Outside of the “code review”, I was able to identify some of the errors or issue that we were coming up with.  It didn’t take a particularly long time, but it definitely took longer that I would have liked to while I was in a meeting.  The answer was pretty clear once I found it in my notes and setting up a method to validate it was a simple process.  It was a filter on five job titles but in self-imposed pressure of the meeting, I could not come up with a mechanism to verify it.  Past the meeting, I could easily identify it, look up the correct job title codes, and create a simple query to share with my supervisor to give him the correct answer.

The code review was also helpful for identifying some other issues that I had.  Sometimes it is nice to just chat about the work and get perspective from another set of eyes.  Errors might be dumb but because you made them, you might not see what is right before your eyes.  An example of this revolved around a couple formulas on my dashboard that were giving me the same result.  There was no reason for them to be the same result and I checked them a couple times, getting the same result every time.  After our meeting, I was able to check it again and I must have been clicking on the wrong formula because there it way, front and center, my formula was clearly referencing the wrong attribute in the relation.

Feedback is a gift

As an HR Manager, I have told people this very phrase for years.  Feedback is a gift.  Feedback allows you to learn the perspective of someone else.  If offers you a unique insight that you may not otherwise have.  Right or wrong matters not, it is an opinion.  You have a choice on what to do with this feedback.  I value these “code reviews” for the feedback gained.  I have learned a lot through these exercises.  Sometimes it is a matter of someone asking me the questions that I haven’t asked myself.  In the end, regardless of agreeing or not, I find the feedback extraordinarily valuable.

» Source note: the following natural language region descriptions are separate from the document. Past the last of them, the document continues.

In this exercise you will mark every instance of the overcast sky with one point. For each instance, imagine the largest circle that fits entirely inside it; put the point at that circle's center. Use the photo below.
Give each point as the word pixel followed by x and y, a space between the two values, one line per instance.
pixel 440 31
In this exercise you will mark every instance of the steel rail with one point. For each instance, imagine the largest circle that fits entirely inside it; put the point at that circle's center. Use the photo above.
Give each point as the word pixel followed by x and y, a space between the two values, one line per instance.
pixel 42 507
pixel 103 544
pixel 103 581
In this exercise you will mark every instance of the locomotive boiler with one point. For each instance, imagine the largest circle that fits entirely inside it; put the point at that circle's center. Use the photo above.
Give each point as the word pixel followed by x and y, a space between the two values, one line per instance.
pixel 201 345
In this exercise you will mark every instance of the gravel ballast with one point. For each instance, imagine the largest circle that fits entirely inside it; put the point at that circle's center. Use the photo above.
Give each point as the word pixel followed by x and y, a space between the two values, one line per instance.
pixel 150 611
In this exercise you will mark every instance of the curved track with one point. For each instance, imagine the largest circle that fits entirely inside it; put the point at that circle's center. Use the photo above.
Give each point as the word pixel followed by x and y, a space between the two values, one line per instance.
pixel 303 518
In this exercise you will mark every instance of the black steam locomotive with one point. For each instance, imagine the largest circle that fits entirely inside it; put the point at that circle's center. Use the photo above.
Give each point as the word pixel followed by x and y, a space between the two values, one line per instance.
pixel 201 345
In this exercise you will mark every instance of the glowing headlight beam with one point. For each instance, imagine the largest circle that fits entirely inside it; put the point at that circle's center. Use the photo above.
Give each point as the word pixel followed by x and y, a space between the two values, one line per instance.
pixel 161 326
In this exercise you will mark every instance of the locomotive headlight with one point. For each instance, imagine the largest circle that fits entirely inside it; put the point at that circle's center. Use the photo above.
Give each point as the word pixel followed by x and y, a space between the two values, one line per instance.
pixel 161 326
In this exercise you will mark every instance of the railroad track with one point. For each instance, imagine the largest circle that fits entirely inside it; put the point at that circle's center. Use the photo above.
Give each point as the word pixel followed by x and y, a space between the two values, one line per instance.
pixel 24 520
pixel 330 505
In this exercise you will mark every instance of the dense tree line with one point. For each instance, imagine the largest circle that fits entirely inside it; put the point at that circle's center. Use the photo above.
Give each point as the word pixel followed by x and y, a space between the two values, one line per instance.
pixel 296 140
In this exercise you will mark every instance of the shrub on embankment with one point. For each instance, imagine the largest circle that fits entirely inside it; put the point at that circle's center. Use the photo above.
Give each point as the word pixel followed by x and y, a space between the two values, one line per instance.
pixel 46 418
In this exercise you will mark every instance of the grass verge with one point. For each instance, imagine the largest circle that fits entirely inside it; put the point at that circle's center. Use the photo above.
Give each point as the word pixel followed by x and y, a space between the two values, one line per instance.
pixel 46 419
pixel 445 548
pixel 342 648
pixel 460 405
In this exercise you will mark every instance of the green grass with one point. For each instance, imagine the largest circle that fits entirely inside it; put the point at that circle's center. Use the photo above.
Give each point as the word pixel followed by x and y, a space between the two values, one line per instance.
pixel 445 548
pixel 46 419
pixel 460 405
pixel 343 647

Feedback for the Tableau development team

Tableau development team, if I may, the ability to have comment my dashboards so that I can remember what decisions I made, when I made the, and why, would be very helpful.  I am sure that I am far from the only user who would appreciate this feature.  If it does exists, please let me know where because none of the Tableau experts at my institution were aware of such a feature in your otherwise amazing product.